A coalition of manufacturing, labor and agricultural interests has spurred a bi-partisan group of 87 members of Congress to write and deliver a letter to the White House that urges President Bush to address “China’s unfair and discriminatory undervalued currency.”
The Fair Currency Alliance released the text of the letter and called on President Bush to make the issue a priority. “By the deliberate undervaluation of its currency, China skews the prices for its goods in the global marketplace, especially disadvantaging U.S. producers,” says Skip Hartquist, counsel to the Fair Currency Alliance (FCA).
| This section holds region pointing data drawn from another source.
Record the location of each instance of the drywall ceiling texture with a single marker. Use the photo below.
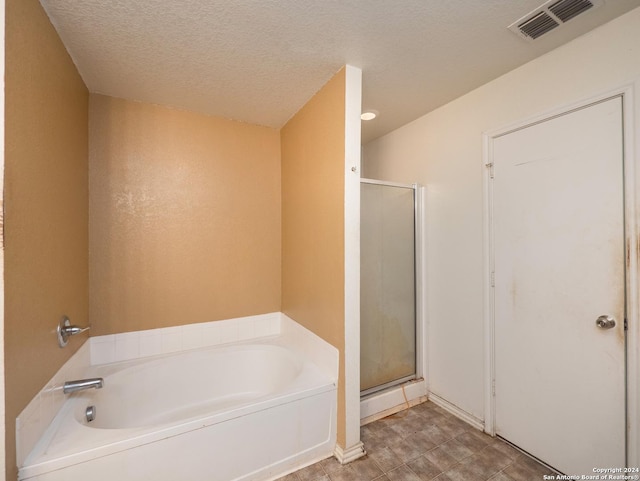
(259, 62)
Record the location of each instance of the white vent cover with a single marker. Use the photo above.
(550, 15)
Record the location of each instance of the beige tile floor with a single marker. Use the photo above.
(425, 443)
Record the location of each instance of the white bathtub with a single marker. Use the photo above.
(246, 411)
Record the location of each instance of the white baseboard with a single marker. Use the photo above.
(456, 411)
(352, 453)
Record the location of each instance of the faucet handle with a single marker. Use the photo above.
(65, 329)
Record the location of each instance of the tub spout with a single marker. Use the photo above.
(82, 384)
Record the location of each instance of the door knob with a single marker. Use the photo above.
(605, 322)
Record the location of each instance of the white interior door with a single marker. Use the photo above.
(559, 262)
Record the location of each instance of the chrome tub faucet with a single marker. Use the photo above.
(82, 384)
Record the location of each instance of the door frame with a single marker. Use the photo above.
(631, 184)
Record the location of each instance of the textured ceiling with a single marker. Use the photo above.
(260, 61)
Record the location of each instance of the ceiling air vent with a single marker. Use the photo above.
(538, 25)
(550, 15)
(567, 9)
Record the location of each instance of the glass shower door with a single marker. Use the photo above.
(387, 285)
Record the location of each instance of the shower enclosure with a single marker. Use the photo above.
(388, 285)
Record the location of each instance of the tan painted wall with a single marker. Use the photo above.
(184, 217)
(313, 153)
(46, 206)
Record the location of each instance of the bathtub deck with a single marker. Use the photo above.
(425, 443)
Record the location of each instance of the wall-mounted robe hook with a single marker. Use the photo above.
(65, 329)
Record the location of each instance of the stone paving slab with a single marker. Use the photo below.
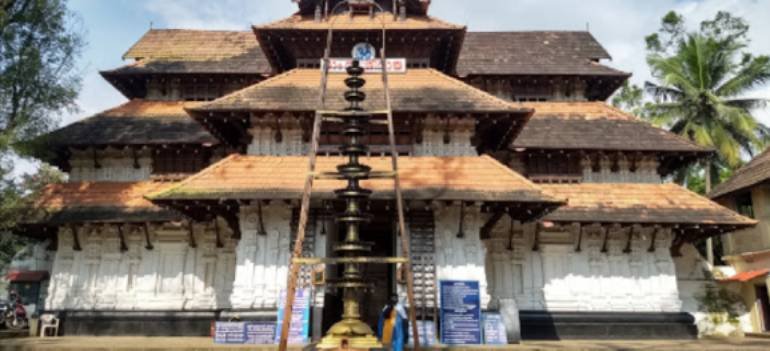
(181, 343)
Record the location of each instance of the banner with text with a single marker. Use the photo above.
(395, 65)
(460, 312)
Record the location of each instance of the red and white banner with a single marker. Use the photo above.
(394, 65)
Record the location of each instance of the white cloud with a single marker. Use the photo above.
(221, 14)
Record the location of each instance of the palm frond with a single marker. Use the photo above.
(752, 74)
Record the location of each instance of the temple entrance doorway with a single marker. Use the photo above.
(381, 231)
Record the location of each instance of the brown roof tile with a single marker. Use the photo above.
(478, 178)
(137, 122)
(418, 90)
(78, 202)
(754, 172)
(595, 126)
(181, 51)
(533, 53)
(359, 22)
(639, 204)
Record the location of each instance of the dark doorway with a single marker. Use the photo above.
(763, 303)
(381, 233)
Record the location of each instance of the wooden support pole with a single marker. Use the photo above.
(217, 233)
(75, 239)
(579, 246)
(460, 231)
(652, 239)
(191, 231)
(606, 232)
(627, 249)
(123, 246)
(261, 226)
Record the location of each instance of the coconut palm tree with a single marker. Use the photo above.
(700, 94)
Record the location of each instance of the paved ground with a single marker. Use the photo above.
(142, 343)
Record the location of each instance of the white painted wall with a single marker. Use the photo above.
(172, 276)
(460, 258)
(557, 278)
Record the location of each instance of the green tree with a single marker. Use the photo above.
(701, 81)
(38, 81)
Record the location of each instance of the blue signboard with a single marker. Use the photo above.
(229, 333)
(494, 329)
(427, 330)
(300, 317)
(460, 312)
(260, 333)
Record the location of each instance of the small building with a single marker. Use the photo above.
(747, 251)
(182, 203)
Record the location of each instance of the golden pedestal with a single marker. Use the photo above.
(350, 334)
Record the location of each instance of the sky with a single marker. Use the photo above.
(111, 27)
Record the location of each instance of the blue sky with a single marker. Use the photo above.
(112, 26)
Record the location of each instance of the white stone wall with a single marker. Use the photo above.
(114, 165)
(461, 258)
(262, 260)
(557, 278)
(171, 276)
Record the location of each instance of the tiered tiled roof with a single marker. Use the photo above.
(120, 202)
(418, 90)
(137, 122)
(422, 178)
(533, 53)
(665, 204)
(753, 173)
(181, 51)
(595, 126)
(345, 22)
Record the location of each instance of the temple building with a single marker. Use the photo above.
(746, 253)
(181, 204)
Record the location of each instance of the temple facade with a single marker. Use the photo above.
(182, 203)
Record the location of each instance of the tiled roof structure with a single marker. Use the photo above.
(595, 126)
(533, 53)
(78, 202)
(422, 178)
(195, 51)
(639, 204)
(137, 122)
(754, 172)
(346, 22)
(417, 90)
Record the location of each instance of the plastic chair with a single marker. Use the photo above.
(49, 321)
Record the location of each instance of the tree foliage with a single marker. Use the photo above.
(38, 81)
(701, 79)
(38, 49)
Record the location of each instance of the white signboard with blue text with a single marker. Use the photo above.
(494, 329)
(460, 312)
(299, 333)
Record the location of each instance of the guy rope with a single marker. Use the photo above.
(322, 115)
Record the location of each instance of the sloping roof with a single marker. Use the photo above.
(639, 204)
(182, 51)
(533, 53)
(478, 178)
(413, 6)
(137, 122)
(192, 45)
(595, 126)
(417, 90)
(78, 202)
(345, 22)
(752, 173)
(747, 276)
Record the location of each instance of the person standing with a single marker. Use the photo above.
(392, 326)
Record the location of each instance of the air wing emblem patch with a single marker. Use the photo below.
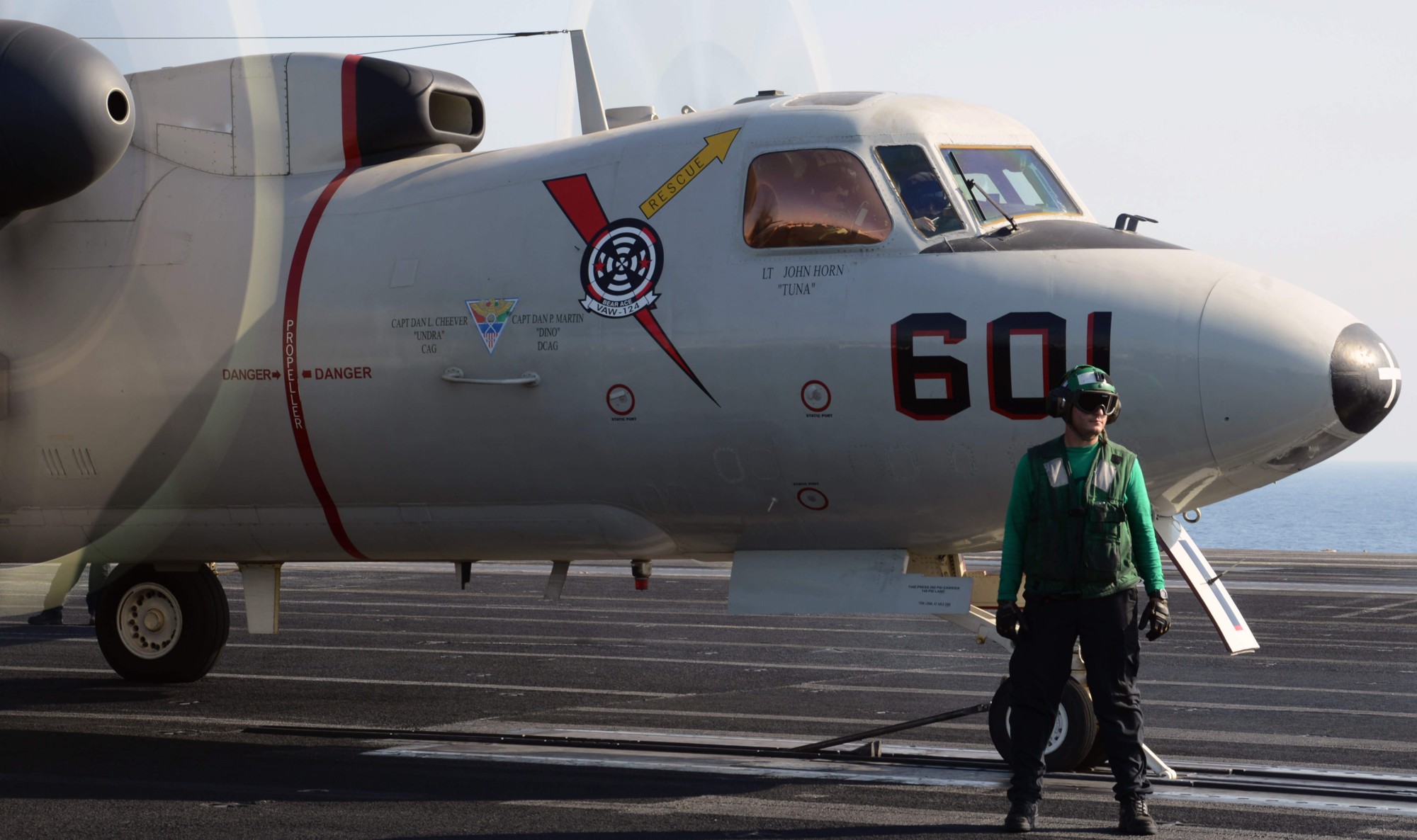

“FCA is grateful that so many representatives acted quickly in alerting the President of their strong concerns and the urgency of the situation. We are particularly grateful to Congressman Mike Rogers (R-Mich.) for his leadership in championing this issue within Congress and with the administration.
The letter expresses disappointment that the administration, while it has criticized China’s policy of under valuing its currency against the dollar, has not supported the filing of an unfair trade petition prepared on behalf of the FCA. “We are concerned that your administration’s position on this draft petition signaled to China that resolution of this issue is not an immediate priority of this nation,” the letter states. The FCA is pleased that the bipartisan group is urging the President “to continue to press China for meaningful and expeditious currency reform.
The FCA and its member companies and unions contend that, because the exchange rate “does not reflect market conditions,” prices of American exports to China are unnaturally high, while prices of Chinese exports to the U.S. are unnaturally low.
“This manipulation of the yuan/U.S. dollar exchange rate is a principal cause of the extremely large and ever-growing trade deficit of the U.S. with China. Globally, FCA believes that China’s failure to adjust exchange rates in an orderly manner could result in another Asian monetary crisis with severe implications for workers, manufacturers and service providers worldwide.”
Also in August, Japan’s Ministry of Finance called on China to change its “tightly managed” exchange rate system, which it says, “effectively pegs the yuan at 8.28 to the dollar” no matter how the Chinese economy performs.